« Nina Simone s’est assise derrière le Steinway. Elle a mis sa main devant sa bouche, a ôté son chewing-gum et l’a collé sur le piano. Puis elle a levé les bras au-dessus de sa tête et, dans un silence sidéral, a entamé ce qui allait devenir le meilleur concert de ma vie – de nos vies -, une performance sauvage et transcendante, la toute dernière qu’elle livrerait à Londres. A la fin l’extase était mutuelle. Nina semblait une autre personne en quittant la scène – revigorée, ravivée, transfigurée -, comme nous tous, qui n’étions et ne serions plus les mêmes. Plus jamais. Au moment de partir, je me suis retourné et j’ai vu Warren monter sur scène, l’air possédé, pour foncer vers le Steinway. » (Nick Cave)
J’ai ce livre sur mon canapé depuis octobre.
Je le feuillette régulièrement, en lis des passages, regarde ses illustrations.
Je sais qu’il est excellent, mais je ne veux pas rater le moment de sa lecture, arriver en décalage au festin, ou au concert.
Le chewing-gum de Nina Simone est un livre de Warren Ellis sur son idole, qui le 1er juillet 1999 donna un concert exceptionnel au Meltdown Festival (Londres) que programmait Nick Cave, son complice de scène.
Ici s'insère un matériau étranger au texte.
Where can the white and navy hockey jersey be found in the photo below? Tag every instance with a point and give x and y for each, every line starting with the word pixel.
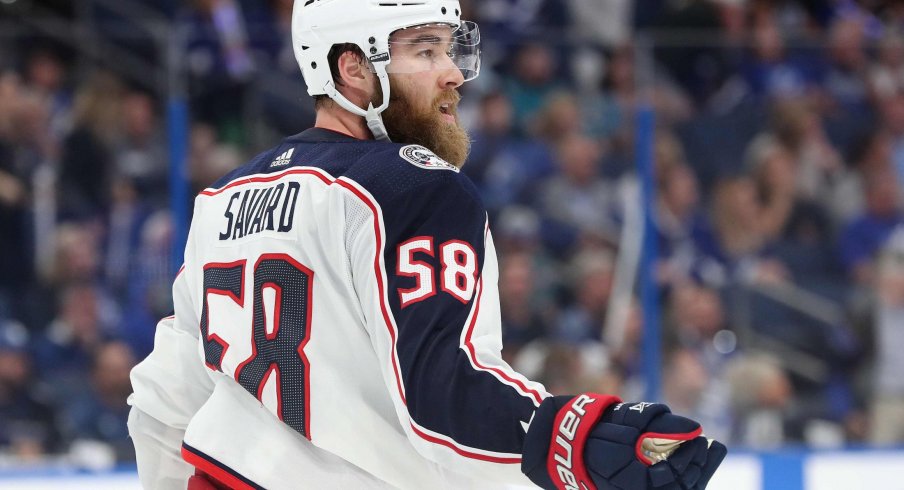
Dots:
pixel 336 325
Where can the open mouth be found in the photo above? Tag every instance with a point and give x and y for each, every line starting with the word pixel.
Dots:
pixel 447 111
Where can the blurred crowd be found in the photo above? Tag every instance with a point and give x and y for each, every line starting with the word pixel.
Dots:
pixel 779 164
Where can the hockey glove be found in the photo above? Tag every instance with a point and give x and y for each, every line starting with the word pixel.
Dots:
pixel 595 442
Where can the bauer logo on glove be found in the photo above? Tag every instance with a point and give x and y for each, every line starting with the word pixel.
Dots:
pixel 592 441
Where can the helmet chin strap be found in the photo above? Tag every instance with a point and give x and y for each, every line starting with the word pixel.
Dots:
pixel 373 114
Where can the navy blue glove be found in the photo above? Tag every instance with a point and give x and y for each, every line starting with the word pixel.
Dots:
pixel 594 441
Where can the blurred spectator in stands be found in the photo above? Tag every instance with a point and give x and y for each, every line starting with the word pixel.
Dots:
pixel 678 212
pixel 507 167
pixel 86 154
pixel 760 397
pixel 862 237
pixel 846 81
pixel 769 70
pixel 888 329
pixel 507 22
pixel 27 419
pixel 870 153
pixel 558 119
pixel 123 227
pixel 773 171
pixel 220 65
pixel 45 76
pixel 892 109
pixel 702 395
pixel 99 413
pixel 149 291
pixel 139 153
pixel 14 199
pixel 734 246
pixel 526 314
pixel 531 82
pixel 608 111
pixel 698 68
pixel 602 23
pixel 493 134
pixel 697 323
pixel 887 71
pixel 209 159
pixel 579 205
pixel 817 164
pixel 63 354
pixel 590 276
pixel 517 231
pixel 567 368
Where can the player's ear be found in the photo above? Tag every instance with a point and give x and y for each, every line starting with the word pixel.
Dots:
pixel 356 81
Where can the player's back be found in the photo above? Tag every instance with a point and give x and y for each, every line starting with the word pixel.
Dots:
pixel 270 268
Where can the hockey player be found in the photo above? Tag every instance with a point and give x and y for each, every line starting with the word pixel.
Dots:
pixel 337 318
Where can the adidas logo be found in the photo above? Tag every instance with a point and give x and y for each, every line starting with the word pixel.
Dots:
pixel 283 159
A l’issue du spectacle, le très inspiré multi-instrumentiste australien décolla le chewing-gum resté sur le piano de Nina Simone, objet montré sous vitrine vingt ans plus tard dans l’exposition Nick Cave « Stranger thant Kindness » ayant lieu à Copenhague.
Est-ce un livre fétichiste ? Peut-être bien. Offrez une pâte à mâcher à la blonde Belle de jour.
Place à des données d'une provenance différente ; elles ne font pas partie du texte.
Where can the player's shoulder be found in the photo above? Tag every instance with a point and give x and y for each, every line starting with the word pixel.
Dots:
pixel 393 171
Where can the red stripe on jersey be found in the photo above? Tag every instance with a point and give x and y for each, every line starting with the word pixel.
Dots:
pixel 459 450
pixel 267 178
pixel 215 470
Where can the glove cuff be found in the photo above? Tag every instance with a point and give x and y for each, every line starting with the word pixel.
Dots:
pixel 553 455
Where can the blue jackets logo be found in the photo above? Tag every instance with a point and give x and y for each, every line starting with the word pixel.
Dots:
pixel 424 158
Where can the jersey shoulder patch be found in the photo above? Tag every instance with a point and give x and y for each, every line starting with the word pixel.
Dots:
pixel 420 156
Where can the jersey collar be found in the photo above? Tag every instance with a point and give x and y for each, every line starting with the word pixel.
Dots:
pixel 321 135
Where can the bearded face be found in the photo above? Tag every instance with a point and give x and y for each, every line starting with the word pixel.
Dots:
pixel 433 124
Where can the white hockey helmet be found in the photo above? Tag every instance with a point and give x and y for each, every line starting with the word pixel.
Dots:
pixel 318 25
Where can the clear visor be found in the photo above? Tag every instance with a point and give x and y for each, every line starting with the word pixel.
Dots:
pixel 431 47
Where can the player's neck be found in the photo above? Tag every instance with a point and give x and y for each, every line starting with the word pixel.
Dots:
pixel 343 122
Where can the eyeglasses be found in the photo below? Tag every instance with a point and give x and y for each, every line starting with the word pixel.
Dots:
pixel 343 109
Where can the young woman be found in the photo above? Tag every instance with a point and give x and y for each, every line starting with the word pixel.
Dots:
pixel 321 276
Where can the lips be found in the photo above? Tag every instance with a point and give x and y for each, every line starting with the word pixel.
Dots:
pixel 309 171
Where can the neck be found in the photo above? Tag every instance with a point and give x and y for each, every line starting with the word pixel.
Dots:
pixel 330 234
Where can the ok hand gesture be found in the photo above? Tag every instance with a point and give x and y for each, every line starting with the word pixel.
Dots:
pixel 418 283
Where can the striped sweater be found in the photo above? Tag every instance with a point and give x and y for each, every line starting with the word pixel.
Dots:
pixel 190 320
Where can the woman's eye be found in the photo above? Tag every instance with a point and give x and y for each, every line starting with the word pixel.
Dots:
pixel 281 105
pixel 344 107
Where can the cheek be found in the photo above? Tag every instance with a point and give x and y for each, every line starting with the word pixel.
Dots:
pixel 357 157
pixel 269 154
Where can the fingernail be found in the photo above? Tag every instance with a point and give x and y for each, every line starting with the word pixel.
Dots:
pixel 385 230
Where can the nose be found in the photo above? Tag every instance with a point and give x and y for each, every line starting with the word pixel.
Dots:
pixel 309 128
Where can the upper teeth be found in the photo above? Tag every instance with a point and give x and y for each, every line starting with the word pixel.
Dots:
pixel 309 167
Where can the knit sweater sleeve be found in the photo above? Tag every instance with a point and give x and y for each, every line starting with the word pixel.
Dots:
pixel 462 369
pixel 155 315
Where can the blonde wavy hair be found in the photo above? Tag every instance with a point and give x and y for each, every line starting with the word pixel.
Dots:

Craignant que le chewing-gum ne se détériore, Ellis en fait réaliser des moulages en argent et en or, questionnant ainsi son rapport aux objets trouvés, conservés dans un carton au fil du temps.
Qui a vu l’émouvant et très beau documentaire 20 000 jours sur Terre, réalisé par Iain Forsyth et Jane Pollard (2004), film consacré à 24h de la vie de Nick Cave, a pu se rendre compte de la beauté, de la liberté et de la présence folle de Warren Ellis.
Comme un dieu celte, comme une colonne de feu calme, comme un intermédiaire entre les vivants et les morts.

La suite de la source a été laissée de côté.